Plukka.com offers stylish jewellery at affordable prices
Plukka has carved a niche for itself in the crowded online jewellery market, writesDivia Harilela
Online start-ups are a dime a dozen in technology hubs such as Bangladesh or Silicon Valley. Last year, however, Hong Kong stole the spotlight with the launch of Plukka.com a fine jewellery retailer and e-commerce site that creates stylish, made-to-order jewels without the hefty price tag.
Fast forward a year and Plukka has won several accolades, including Industry Innovation of the Year - Retail from Jewellery News Asia and splashy editorials in Elle, W and style.com among others. Having successfully launched in the US, Plukka is now setting its sights on its home turf by expanding to serve global markets, including Hong Kong, this month.
"We started in the US because we wanted to get the tech industry excited and establish our leadership in the category. After hosting a trunk show here we saw such an amazing response. Now we ship to eight countries, including Singapore, Australia and New Zealand," says Joanne Ooi, CEO of Plukka.
Ooi, former creative director of luxury brand Shanghai Tang, founded Plukka in December last year with business partner Jai Waney, a garment manufacturer and owner of restaurants including the chic Japanese restaurant Zuma.
"Initially, we didn't see eye to eye. He wanted to create the amazon.com of shirts, while I wanted an online Chinese collective," says Ooi. "Then the Google valuation of Groupon happened and we realised that we wanted to combine group buying with manufacturing processes since it was one of our strengths. We chose fine jewellery because it worked well with our business model - there are big margins and we could start on a small scale."
Plukka immediately grabbed headlines for combining flash sales, group buying and social shopping. Each item is available online for a limited time and the more people who commit to buying, the lower the price goes. Customers can keep track of the price in real time via Plukka's patented Value Proposition (a reverse auction pricing sliding scale interface). Once the sale is over, the item goes into production and your jewellery arrives within four weeks.
Unlike other Groupon-style sites, Plukka doesn't offer excess inventory or non-seasonal merchandise. Instead, it works directly with 25 manufacturers in Thailand and China to create original jewellery designs made from high quality materials such as 18-carat gold, semi-precious stones and diamonds. Because there is no middleman, Plukka's prices are usually 60 to 80 per cent below retail and range between US$190 and US$7,000.
While the prices are a major draw, what gives Plukka its edge is the variety. It has more than 600 different products on offer, ranging from classic pieces to edgy styles such as the Glamourai and Bullet rings. Everything is designed under the supervision of Ooi and an in-house creative director, who is a Central Saint Martins design graduate.
Plukka is going from strength to strength (by the first quarter it plans to offer 1,200 items with prices up to US$45,000) but running a tech start-up has come with challenges. As the online landscape and shopping habits evolve, so has Plukka's business model.

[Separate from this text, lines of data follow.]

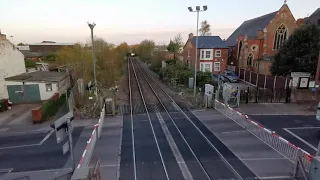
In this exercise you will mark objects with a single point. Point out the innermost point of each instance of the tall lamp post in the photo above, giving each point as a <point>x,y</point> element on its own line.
<point>91,26</point>
<point>198,10</point>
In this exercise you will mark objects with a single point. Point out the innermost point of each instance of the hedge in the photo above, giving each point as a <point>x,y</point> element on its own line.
<point>51,107</point>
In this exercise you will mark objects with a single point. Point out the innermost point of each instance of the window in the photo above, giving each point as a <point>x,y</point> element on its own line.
<point>205,67</point>
<point>279,37</point>
<point>218,53</point>
<point>217,66</point>
<point>206,54</point>
<point>48,87</point>
<point>249,59</point>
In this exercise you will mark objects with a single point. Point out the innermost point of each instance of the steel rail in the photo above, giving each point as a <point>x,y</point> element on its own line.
<point>153,132</point>
<point>176,126</point>
<point>204,136</point>
<point>131,116</point>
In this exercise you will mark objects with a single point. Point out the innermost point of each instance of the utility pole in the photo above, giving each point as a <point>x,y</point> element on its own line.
<point>91,26</point>
<point>198,10</point>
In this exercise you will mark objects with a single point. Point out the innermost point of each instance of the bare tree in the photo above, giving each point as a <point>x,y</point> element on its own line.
<point>205,29</point>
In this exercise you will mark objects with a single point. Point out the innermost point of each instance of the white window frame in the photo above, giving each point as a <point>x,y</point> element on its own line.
<point>48,87</point>
<point>217,68</point>
<point>203,66</point>
<point>203,53</point>
<point>217,53</point>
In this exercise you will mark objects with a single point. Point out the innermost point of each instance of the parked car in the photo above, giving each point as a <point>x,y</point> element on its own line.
<point>231,76</point>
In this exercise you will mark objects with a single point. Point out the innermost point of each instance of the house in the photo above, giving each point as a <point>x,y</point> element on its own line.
<point>47,47</point>
<point>254,44</point>
<point>36,86</point>
<point>11,63</point>
<point>212,53</point>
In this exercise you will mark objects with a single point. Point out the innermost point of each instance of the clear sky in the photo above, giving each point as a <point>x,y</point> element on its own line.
<point>32,21</point>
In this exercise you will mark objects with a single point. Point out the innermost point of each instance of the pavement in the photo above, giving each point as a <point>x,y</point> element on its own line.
<point>34,151</point>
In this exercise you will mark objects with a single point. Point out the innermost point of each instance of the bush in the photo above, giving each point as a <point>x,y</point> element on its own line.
<point>51,107</point>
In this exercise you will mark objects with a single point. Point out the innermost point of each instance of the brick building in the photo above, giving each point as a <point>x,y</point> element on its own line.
<point>47,47</point>
<point>212,53</point>
<point>254,44</point>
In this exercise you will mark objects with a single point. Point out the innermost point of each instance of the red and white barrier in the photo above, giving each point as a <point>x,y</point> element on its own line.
<point>269,137</point>
<point>86,155</point>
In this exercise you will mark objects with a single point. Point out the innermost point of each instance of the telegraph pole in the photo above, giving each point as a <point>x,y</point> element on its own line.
<point>91,26</point>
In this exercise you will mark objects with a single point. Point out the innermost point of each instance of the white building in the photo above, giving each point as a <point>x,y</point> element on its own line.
<point>36,86</point>
<point>11,63</point>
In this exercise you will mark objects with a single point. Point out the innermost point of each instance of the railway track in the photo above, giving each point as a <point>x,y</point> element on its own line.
<point>152,157</point>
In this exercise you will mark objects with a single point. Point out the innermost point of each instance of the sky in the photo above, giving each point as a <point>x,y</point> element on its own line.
<point>65,21</point>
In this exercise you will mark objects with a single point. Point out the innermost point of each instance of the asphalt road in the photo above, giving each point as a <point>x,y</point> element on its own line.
<point>47,155</point>
<point>300,130</point>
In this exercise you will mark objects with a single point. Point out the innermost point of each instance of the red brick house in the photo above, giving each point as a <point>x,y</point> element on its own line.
<point>212,53</point>
<point>254,44</point>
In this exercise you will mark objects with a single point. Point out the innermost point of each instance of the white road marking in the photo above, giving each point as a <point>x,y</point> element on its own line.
<point>46,137</point>
<point>181,163</point>
<point>311,127</point>
<point>12,147</point>
<point>261,159</point>
<point>275,177</point>
<point>302,140</point>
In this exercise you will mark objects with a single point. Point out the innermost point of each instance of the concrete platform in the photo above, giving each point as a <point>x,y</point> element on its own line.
<point>261,159</point>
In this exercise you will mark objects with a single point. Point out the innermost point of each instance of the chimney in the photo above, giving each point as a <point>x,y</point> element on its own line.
<point>2,36</point>
<point>300,21</point>
<point>190,35</point>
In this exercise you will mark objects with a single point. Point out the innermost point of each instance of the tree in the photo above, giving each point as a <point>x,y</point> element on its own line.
<point>78,59</point>
<point>175,45</point>
<point>205,29</point>
<point>299,53</point>
<point>145,50</point>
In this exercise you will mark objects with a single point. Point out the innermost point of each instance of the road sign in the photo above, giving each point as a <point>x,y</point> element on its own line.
<point>65,148</point>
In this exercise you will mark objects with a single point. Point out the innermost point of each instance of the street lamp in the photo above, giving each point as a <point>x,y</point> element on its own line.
<point>91,26</point>
<point>198,9</point>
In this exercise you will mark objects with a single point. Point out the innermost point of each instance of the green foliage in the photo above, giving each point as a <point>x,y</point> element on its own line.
<point>299,53</point>
<point>51,107</point>
<point>30,63</point>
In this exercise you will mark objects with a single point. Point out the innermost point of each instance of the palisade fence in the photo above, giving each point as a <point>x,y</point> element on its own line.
<point>268,88</point>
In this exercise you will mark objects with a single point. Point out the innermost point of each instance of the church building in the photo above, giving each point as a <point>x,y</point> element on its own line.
<point>253,45</point>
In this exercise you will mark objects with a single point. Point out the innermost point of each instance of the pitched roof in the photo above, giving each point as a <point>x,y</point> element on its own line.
<point>314,17</point>
<point>209,42</point>
<point>250,27</point>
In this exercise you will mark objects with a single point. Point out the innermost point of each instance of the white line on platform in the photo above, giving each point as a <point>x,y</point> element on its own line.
<point>261,159</point>
<point>302,140</point>
<point>46,137</point>
<point>231,132</point>
<point>311,127</point>
<point>6,170</point>
<point>275,177</point>
<point>12,147</point>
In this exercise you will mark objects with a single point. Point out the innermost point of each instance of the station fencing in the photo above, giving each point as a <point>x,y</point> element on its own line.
<point>275,141</point>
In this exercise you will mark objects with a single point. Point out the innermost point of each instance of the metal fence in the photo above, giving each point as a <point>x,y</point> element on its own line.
<point>269,137</point>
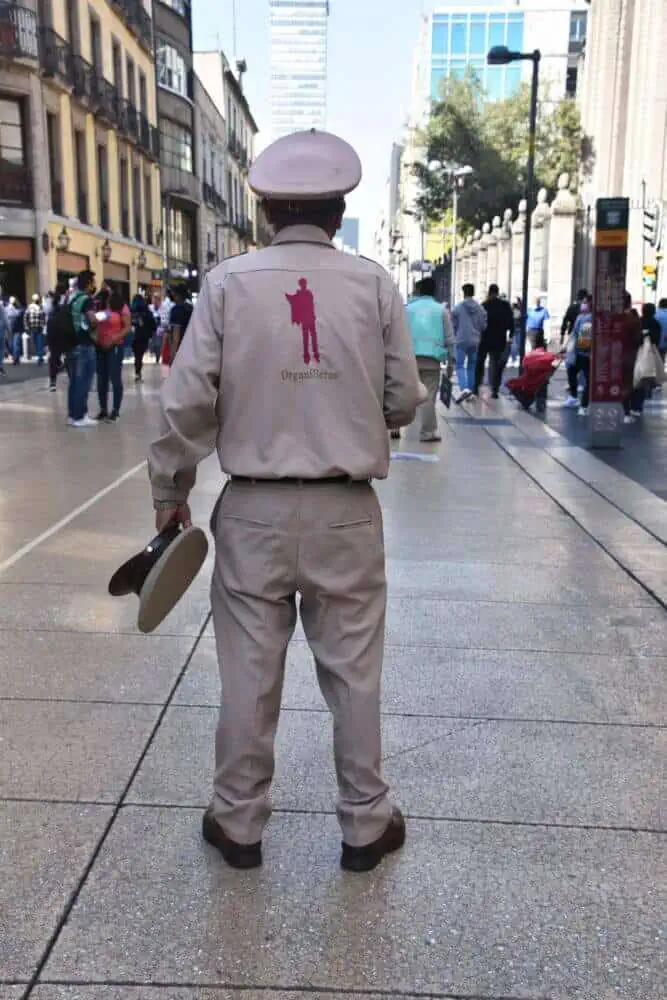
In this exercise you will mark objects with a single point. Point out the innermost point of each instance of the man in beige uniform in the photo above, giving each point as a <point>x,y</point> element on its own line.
<point>297,360</point>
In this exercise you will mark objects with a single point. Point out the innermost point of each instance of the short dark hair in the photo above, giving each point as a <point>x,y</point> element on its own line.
<point>323,214</point>
<point>426,286</point>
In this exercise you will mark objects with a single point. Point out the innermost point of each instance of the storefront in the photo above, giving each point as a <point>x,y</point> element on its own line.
<point>119,276</point>
<point>17,270</point>
<point>127,264</point>
<point>69,265</point>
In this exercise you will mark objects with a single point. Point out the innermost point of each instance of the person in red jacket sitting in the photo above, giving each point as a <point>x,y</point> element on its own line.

"It is challenging to build a fine jewellery brand from scratch online and we can't use the same model forever. Our concept of group buying combined with manufacturing based on minimum order quantities meant we were shooting ourselves in the foot when we had orders for an item, but were unable to hit the minimum during a single sales event," says Ooi. "We decided to tweak our product offering to items which could be made in single unit quantities, dispensing with manufacturing minimums entirely."
Despite the hiccups, Plukka has big plans for next year. Spring sees the launch of the "Designer" category in which the site will collaborate with an American costume jewellery designer to create a series of exclusive pieces.
"The whole idea is to be the apogee of creativity. For any luxury goods conglomerate their challenge is always creativity. That's a game I think we can win - if we can bring together 15 Stephen Websters under one roof and sell their stuff at unbelievable prices and make it more accessible, while helping launch their careers, why not?
"I want to leave a legacy of pointing the way forward of how to bring more creativity back to consumer retail - creativity that I haven't seen since the 1980s," she says.
"I also want to show how Hong Kong can be at the centre of the tech industry by creating disruptive retail models whose linchpins are based on our manufacturing strengths. I want to show that being daring and innovative can have a big pay-off."